Chromium? More like copium. /j
You can still enable uBlock Origin in Chrome, here is how
Submitted 2 months ago by moe90@feddit.nl to technology@lemmy.world
https://www.neowin.net/guides/you-can-still-enable-ublock-origin-in-chrome-here-is-how/
Comments
Kalcifer@sh.itjust.works 2 months ago
ArtVandelay@lemmy.world 2 months ago
Lots of comments in here saying to just use Firefox, and they’re entirely correct, but the one use case for articles like this I could think of is where you are forced to use Chrome at work but can still install extensions.
Scotty_Trees@lemmy.world [bot] 2 months ago
Can’t wait till Kagi Browser releases their Linux version of a browser based on webkit, but it’s prob at least another year or more frmo being released and Gnome Web is so featureless it’s useless and can’t even play YouTube videos half the time in 2025…

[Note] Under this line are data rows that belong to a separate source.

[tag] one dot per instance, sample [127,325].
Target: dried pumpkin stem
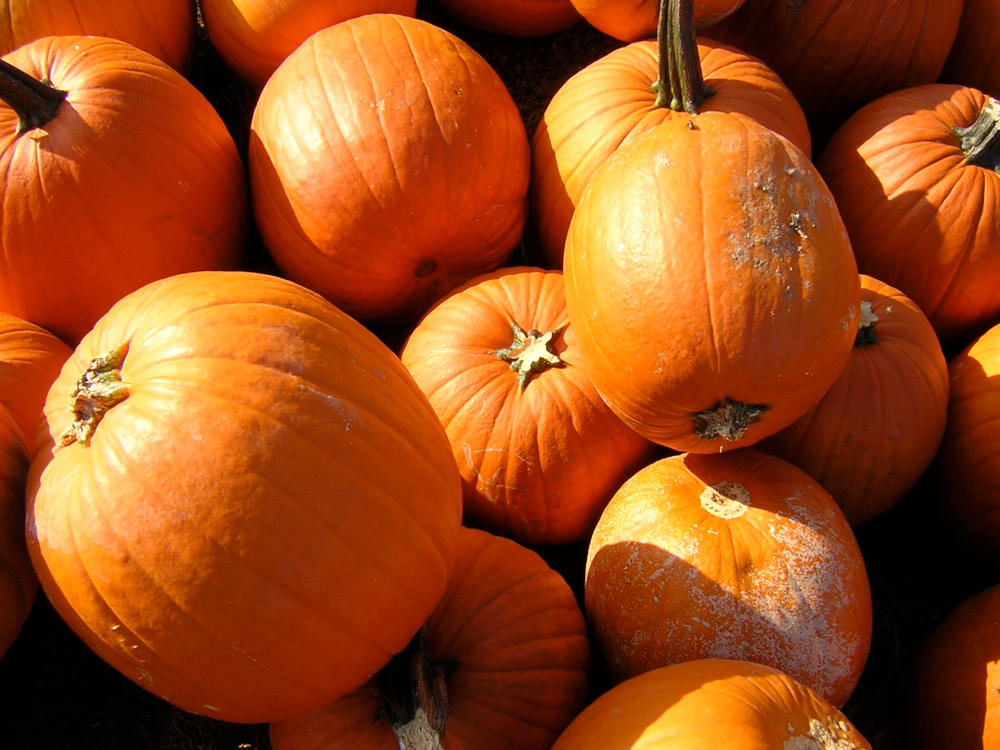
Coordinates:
[680,65]
[34,101]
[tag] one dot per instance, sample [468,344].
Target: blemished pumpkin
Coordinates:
[245,504]
[954,690]
[255,36]
[875,432]
[117,171]
[914,176]
[501,664]
[737,555]
[711,703]
[617,97]
[388,164]
[539,452]
[164,28]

BlameTheAntifa@lemmy.world 2 months ago
Check out LibreWolf. There’s no reason to wait.
Scotty_Trees@lemmy.world [bot] 2 months ago
Librewolf is too hardened for my use case. By the time I tweak Librewolf to my liking, it’s functionally Firefox, but with a different icon, lol. Just gonna ride out Firefox for the next year or two and them jump off this ship.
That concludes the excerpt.